Enhanced Energy Security with Major Ghg Emission Reductions: Coal/Biomass to Liquids

ENHANCED ENERGY SECURITY WITH MAJOR GHG EMISSION REDUCTIONS: COAL/BIOMASS TO LIQUIDS Thomas Tarka, DOE/NETL, 412-386-5354, [email protected] John Wimer, DOE/NETL, 412-386-5354, [email protected] Kenneth Kern, DOE/NETL, 412-386-5753, [email protected] Jeffrey Hoffmann, DOE/NETL, 412-386-5354, [email protected] Maria Vargas, DOE/NETL, 412-386-5753, [email protected] Peter Balash, DOE/NETL, 412-386-5753, [email protected] David Gray, Noblis, 703-610-2144, [email protected] Overview This work presents the results of a two-year systems and life cycle analysis of coal and biomass to liquids (CBTL) technology, undertaken by the National Energy Technology Laboratory. This technology pathway centers on a process that uses two existing technologies (gasification and Fisher-Tropsch liquids) to convert domestically available feedstock – coal and biomass – into synthetic transportation fuels. The key advantages of this technology are enhanced energy security, economic sustainability, and significantly reduced greenhouse gas (GHG) emissions as abundant domestic feedstock are converted into transportation fuels at more than competitive cost.

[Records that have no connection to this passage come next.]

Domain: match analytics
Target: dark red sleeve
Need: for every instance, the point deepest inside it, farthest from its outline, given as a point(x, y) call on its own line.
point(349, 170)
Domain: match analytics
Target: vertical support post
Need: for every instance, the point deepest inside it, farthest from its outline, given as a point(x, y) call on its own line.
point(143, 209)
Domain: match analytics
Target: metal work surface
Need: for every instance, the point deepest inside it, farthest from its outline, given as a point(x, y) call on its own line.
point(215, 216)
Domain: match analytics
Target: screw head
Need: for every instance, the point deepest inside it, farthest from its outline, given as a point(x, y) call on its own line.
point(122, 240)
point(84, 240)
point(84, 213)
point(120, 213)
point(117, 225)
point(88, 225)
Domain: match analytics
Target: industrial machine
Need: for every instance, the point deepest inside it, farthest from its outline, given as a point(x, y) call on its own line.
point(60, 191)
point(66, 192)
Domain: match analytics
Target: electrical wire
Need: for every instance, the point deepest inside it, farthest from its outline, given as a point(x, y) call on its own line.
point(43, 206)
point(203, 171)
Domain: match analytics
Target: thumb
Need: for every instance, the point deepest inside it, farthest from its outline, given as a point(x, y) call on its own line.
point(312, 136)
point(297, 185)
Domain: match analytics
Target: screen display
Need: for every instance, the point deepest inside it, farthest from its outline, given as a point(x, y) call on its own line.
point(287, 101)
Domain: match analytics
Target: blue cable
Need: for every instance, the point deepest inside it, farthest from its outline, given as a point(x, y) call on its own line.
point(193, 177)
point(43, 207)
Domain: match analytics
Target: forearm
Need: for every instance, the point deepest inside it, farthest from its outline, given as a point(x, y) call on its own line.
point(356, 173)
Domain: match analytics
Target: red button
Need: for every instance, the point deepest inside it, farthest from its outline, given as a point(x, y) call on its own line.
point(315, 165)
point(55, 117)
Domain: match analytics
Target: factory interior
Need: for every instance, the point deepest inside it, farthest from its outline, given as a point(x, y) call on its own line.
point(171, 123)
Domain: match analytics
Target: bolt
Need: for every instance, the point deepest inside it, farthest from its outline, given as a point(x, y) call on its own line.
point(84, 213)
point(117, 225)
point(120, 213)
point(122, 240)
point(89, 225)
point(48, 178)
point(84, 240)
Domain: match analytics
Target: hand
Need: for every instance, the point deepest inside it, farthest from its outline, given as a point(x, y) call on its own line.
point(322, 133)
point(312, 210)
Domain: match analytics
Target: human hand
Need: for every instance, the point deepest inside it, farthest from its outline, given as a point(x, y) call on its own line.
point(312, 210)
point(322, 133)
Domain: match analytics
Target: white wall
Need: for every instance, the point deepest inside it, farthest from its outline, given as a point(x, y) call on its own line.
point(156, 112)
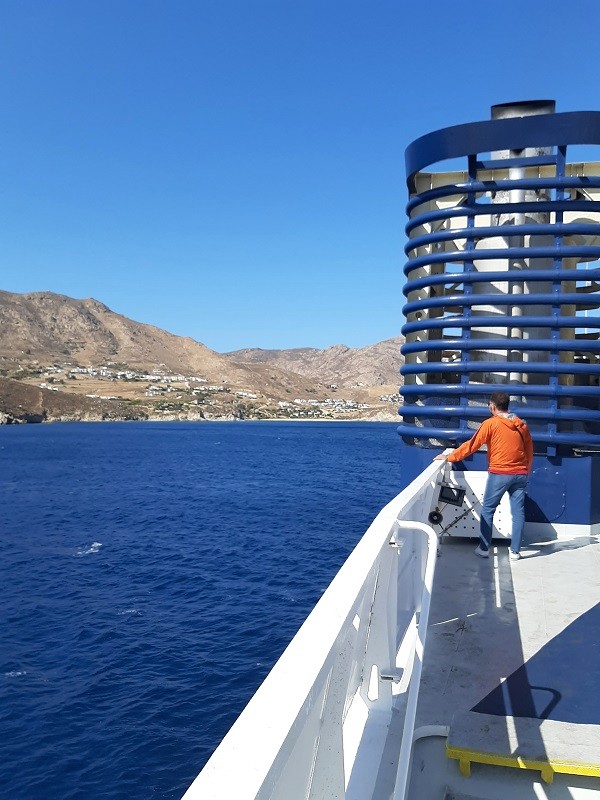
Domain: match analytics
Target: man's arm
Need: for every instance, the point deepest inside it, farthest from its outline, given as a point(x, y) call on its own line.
point(468, 448)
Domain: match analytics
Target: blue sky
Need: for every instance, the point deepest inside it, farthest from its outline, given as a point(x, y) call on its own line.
point(233, 170)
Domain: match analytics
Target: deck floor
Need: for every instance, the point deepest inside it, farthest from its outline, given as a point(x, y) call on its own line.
point(490, 616)
point(512, 657)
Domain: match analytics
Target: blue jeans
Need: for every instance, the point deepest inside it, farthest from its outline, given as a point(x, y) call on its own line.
point(494, 489)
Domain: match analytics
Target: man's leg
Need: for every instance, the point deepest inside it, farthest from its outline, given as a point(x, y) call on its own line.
point(494, 489)
point(516, 492)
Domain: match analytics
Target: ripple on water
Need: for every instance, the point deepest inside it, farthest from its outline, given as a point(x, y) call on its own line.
point(133, 646)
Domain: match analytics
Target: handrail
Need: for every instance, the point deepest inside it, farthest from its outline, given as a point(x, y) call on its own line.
point(404, 759)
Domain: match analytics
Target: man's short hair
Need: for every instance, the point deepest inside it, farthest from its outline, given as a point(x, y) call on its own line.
point(501, 400)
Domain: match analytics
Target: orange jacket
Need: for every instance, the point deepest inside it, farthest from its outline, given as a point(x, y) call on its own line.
point(509, 446)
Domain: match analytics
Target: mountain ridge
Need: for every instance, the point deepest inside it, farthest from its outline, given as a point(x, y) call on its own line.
point(89, 344)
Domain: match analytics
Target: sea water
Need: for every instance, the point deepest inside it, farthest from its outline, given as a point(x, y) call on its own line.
point(151, 575)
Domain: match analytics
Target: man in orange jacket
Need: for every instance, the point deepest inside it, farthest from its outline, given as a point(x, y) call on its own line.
point(510, 456)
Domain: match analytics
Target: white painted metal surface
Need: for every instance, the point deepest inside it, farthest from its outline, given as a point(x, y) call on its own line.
point(359, 705)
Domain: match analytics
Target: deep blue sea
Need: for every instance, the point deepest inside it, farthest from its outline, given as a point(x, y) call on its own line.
point(151, 574)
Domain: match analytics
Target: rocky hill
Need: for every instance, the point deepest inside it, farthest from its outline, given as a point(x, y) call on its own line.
point(81, 348)
point(374, 365)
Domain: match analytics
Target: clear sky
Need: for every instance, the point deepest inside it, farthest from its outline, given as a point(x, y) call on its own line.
point(233, 170)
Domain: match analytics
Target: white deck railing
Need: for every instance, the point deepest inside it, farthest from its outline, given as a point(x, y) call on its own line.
point(354, 661)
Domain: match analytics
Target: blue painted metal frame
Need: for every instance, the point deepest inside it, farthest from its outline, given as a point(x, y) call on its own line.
point(545, 130)
point(576, 424)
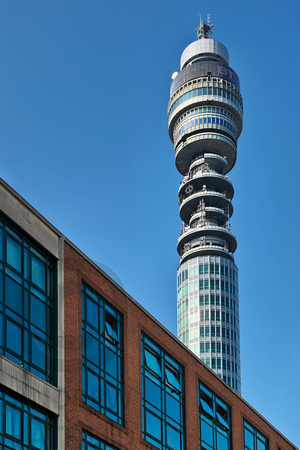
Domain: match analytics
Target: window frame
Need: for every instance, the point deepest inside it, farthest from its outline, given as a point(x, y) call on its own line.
point(102, 356)
point(37, 297)
point(167, 398)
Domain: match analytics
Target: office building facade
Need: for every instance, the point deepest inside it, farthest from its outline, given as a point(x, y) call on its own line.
point(205, 120)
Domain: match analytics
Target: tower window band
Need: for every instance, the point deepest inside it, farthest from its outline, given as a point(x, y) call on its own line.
point(102, 356)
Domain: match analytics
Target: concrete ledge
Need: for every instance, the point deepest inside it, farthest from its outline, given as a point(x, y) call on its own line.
point(27, 218)
point(28, 385)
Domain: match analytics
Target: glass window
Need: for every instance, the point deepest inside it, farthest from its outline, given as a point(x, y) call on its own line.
point(102, 356)
point(253, 440)
point(214, 419)
point(27, 303)
point(90, 442)
point(163, 399)
point(23, 426)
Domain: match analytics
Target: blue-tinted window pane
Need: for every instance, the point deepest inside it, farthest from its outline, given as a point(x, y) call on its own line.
point(153, 425)
point(222, 442)
point(173, 438)
point(102, 351)
point(111, 362)
point(110, 332)
point(163, 400)
point(13, 337)
point(111, 398)
point(153, 393)
point(93, 388)
point(13, 295)
point(14, 253)
point(207, 433)
point(261, 445)
point(13, 422)
point(152, 362)
point(38, 433)
point(173, 408)
point(249, 439)
point(38, 273)
point(38, 353)
point(23, 427)
point(92, 313)
point(92, 349)
point(38, 313)
point(215, 423)
point(173, 379)
point(207, 407)
point(26, 309)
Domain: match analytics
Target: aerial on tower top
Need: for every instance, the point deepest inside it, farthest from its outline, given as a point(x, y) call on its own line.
point(204, 30)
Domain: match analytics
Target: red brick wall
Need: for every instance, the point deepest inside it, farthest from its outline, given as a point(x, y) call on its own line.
point(80, 416)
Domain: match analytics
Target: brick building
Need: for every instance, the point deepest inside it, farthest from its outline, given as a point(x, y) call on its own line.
point(84, 366)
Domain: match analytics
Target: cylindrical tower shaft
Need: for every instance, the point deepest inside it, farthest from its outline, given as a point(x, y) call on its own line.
point(205, 121)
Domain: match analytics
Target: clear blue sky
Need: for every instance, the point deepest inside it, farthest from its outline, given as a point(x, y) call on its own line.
point(84, 88)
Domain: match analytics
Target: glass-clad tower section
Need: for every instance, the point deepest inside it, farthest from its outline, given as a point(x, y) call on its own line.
point(205, 121)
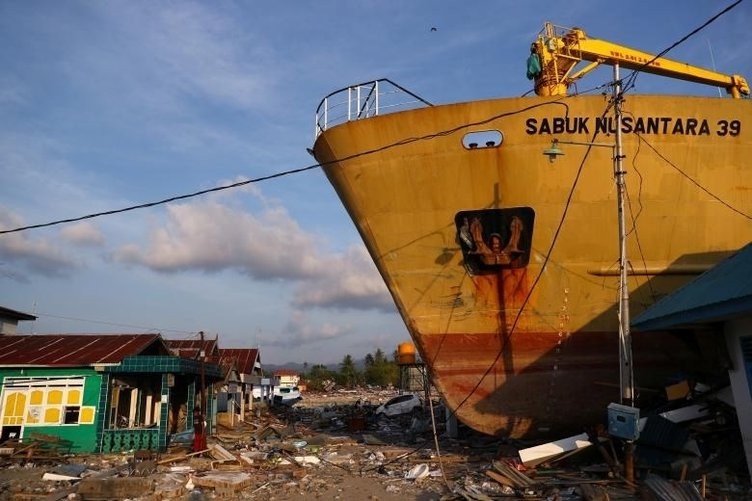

This work builds upon the work of Williams (2006) to provide an advantageous comparison of GHG emissions from CTL w/CCS compared to a baseline U.S. refinery, in contrast to Farrell (2006) and EPA (2007), and offers a balanced, positive way forward to emerge from the energy security/climate change conundrum facing the United States.

Methods

Detailed process models were developed to assess the performance of various representative CBTL and CTL plant configurations. Aspen Plus, the industry standard chemical process modelling tool, was used for process modelling, and these were developed based on chemical industry experience, operating data provided by industry and vendors, or information found in the literature. The economic performance of these plants was based on detailed cost estimates obtained from vendors and previous studies published by NETL. A limited Life Cycle Analysis (LCA) was performed to deteremine the GHG emissions of the fuels produced by the CBTL/CTL plants in accordance with current methodology utilized by the United States Environmental Protection Agency (EPA). 2 Intelligent Well Technology: Status and Opportunities for Developing Marginal Reserves SPE

Results

Cost of product fuels are equate to $75-$85 crude oil equivalence depending upon biomass use and capture stringency within the CTL process. With aggressive CO2 capture (95%), CTL without biomass can reduce CO2 emissions per unit of fuel produced by 7% to 20% compared to standard U.S. refinery output. In coal/biomass configurations, CBTL plants produce fuels with 60% lower GHG emissions than standard petroleum.

Conclusions

Coal to Liquids (CTL) with aggressive CO2 capture (up to 95%) competitively produces liquid fuels at scale large enough to make a significant improvement in U.S. energy security, while reducing supply-side CO2 emissions. Since cost is extremely competitive compared to the prices of petroleum-based fuels, the process represents potential for creation of a significant new, long-term industry and jobs for the U.S. As CBTL, the process combines the scale advantages of coal and the GHG properties of biomass with sequestration to produce dramatically less carbon-intensive fuel. Even further reductions of CO2 can be contemplated in the future with adequate carbon capture of photosynthetic CO2 while simultaneously crediting capture through soil/root carbon of the biomass utilized, potentially optimizing the nation’s biomass supply not just for CO2 neutral purposes but for the purpose of removing existing CO2 from the atmosphere at significant scale.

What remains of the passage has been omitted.